Deputi Pencegahan KPK Pahala Nainggolan bilang pemerintah daerah dibebankan dalam sejumlah tahapan seperti studi kelayakan, pengumpulan sampah, dan tipping fee Biaya Layanan Pengolahan Sampah (BLPS) yang besarannya beragam untuk tiap daerah. "Disebutkan BLPS akan dibantu pemerintah pusat sebesar 49% namun realisasinya tidak jelas," kata Pahala kepada Kontan.co.id, Rabu (4/11).

Merujuk data KPK, untuk DKI Jakarta besaran tipping fee yang harus ditanggung mencapai Rp 470,52 miliar per tahun dengan total pengolahan sampah mencapai 2.200 ton per hari. Sementara itu, Jawa Barat harus menanggung tipping fee mencapai Rp 316,87 miliar per tahun untuk volume sampah mencapai 1.820 ton per hari. Adapun, Pemda Semarang harus menanggung tipping fee sebesar Rp 259,51 miliar untuk 900 ton sampah per hari.


Sejumlah daerah lain juga diharuskan menanggung tipping fee setiap tahun yang besarannya beragam dengan kisaran Rp 130 miliar per hingga Rp 150 miliar dengan volume sampah beragam. "Pemenang tender akan menyediakan dana investasi dan teknologi pembangunan fasilitas pembangkit. Beberapa investor gagal menyelesaikan kontrak antara lain karena tidak dapat menyediakan sumber dana," kata Pahala.

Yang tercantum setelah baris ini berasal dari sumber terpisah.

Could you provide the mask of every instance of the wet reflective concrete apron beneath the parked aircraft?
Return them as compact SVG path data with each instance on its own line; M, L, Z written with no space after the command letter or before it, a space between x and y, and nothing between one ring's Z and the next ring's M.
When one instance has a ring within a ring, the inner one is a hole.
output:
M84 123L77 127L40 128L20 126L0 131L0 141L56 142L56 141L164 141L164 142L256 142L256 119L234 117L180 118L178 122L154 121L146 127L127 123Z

Baca Juga: Menteri ESDM mengakui ketergantungan energi dari impor masih tinggi

Adapun, merujuk hitungan Direktorat Jenderal Energi Baru Terbarukan dan Konservasi Energi (EBTKE) proyek PLTSa ini membutuhkan investasi sekitar US$ 5,4 juta per MW. Proyek yang sejauh ini belum menunjukkan progres berarti, menurut Pahala karena gagalnya implementasi teknologi di lapangan.

Proyek ini juga disinyalir bakal membebani pemda lantaran kontrak yang dianut yakni take or pay, artinya jika Pemda tak mampu mencapai tonase sampah yang diperjanjikan maka investor berhak mendapatkan tipping fee sebanyak volume yang dijanjikan. Adapun, kontrak akan berlaku untuk durasi 25 tahun.

Baca Juga: Bisa alirkan listrik ke 520 pelanggan, PLN operasikan PLTMH kedelapan di NTB

PLN ikut terdampak

Proyek PLTSa ini dinilai KPK bakal ikut membebani PLN akibat harga jual listrik yang dikenakan. Pahala mengungkapkan, harga jual yang dikenakan dari proyek ini mencapai US$ 13,35 sen per kWh. Sementara rerata harga listrik untuk batubara contohnya, besaran harga jual yang dikenakan sebesar US$ 4 sen hingga 5 sen per kWh.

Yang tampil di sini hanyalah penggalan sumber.